Enacted in 1908, the Federal Employers’ Liability Act (FELA) provides the compensation scheme for injuries sustained by railroad employees in the workplace. It authorizes an employee to recover for an injury “resulting in whole or in part from the negligence” of the railroad, but requires that damages be reduced in proportion to any contributory negligence by the employee. 45 U.S.C. §§ 51, 53. For nearly 50 years after its enactment, the Supreme Court repeatedly stated that FELA requires proof of proximate causation. In Rogers v. Missouri Pacific Railroad, 352 U.S. 500, 506 (1957), however, the Court said that an employee may recover under FELA if the railroad’s negligence “played any part, even the slightest,” in producing the injury. Some lower courts interpreted that language to mean that FELA does not require proof of common-law proximate causation, while others interpreted it to address, not the requisite directness of a cause, but the distinct question of multiple causes under a comparative-negligence regime.
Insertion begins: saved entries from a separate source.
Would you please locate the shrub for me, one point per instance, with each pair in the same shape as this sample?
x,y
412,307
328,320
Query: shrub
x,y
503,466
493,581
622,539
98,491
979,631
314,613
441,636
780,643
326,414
Today, in CSX Transportation, Inc. v. McBride, No. 10-235, the Supreme Court resolved that conflict. By a 5-4 vote, it held that FELA “does not incorporate ‘proximate cause’ standards developed in nonstatutory common-law tort actions.” Slip op. 1. Instead, the Court explained, “Rogers describes the test for proximate causation applicable in FELA suits”—namely, that a railroad causes an employee’s injury “if [the railroad’s] negligence played a part—no matter how small—in bringing about the injury.” Id. at 13, 18-19 (internal quotation marks omitted). The Court rejected the argument that “the Rogers standard concerns only division of responsibility among multiple actors.” Id. at 9. In addition to relying on Rogers, the Court pointed to lower-court authority on the causation standard and congressional inaction since Rogers. Justice Ginsburg wrote the Court’s opinion, which Justices Breyer, Sotomayor, and Kagan joined in full and Justice Thomas joined in large part. 

While holding that common-law proximate causation is not necessary under FELA, however, the Court did not go so far as to hold that “but for” causation is sufficient. On the contrary, responding to the dissent’s contention that an “any part” standard will allow a jury to return a verdict for an employee when the railroad’s negligence was merely a “but for” cause of the injury, the Court said the following: “Properly instructed on negligence and causation, and told, as is standard practice in FELA cases, to use their ‘common sense’ in reviewing the evidence, juries would have no warrant to award damages in far out ‘but for’ scenarios. Indeed, judges would have no warrant to submit such cases to the jury.” Slip op. 17 (citation omitted).

Chief Justice Roberts wrote the dissenting opinion. He pointed out that the Court had reached its conclusion “even though we have held that FELA generally follows the common law, unless the Act expressly provides otherwise; even though FELA expressly abrogated common law rules in four other respects, but said nothing about proximate cause; and even though our own cases, for 50 years after the passage of FELA, repeatedly recognized that proximate cause was required for recovery under that statute.” Slip op. 1 (dissenting opinion). “For the Court,” the dissent said, “time begins in 1957, with our opinion in Rogers”; but that opinion “left this law where it was.” Id. at 7 (dissenting opinion) (internal quotation marks omitted). Justices Scalia, Kennedy, and Alito joined the dissent.

Mayer Brown LLP represented CSX Transportation in the Supreme Court.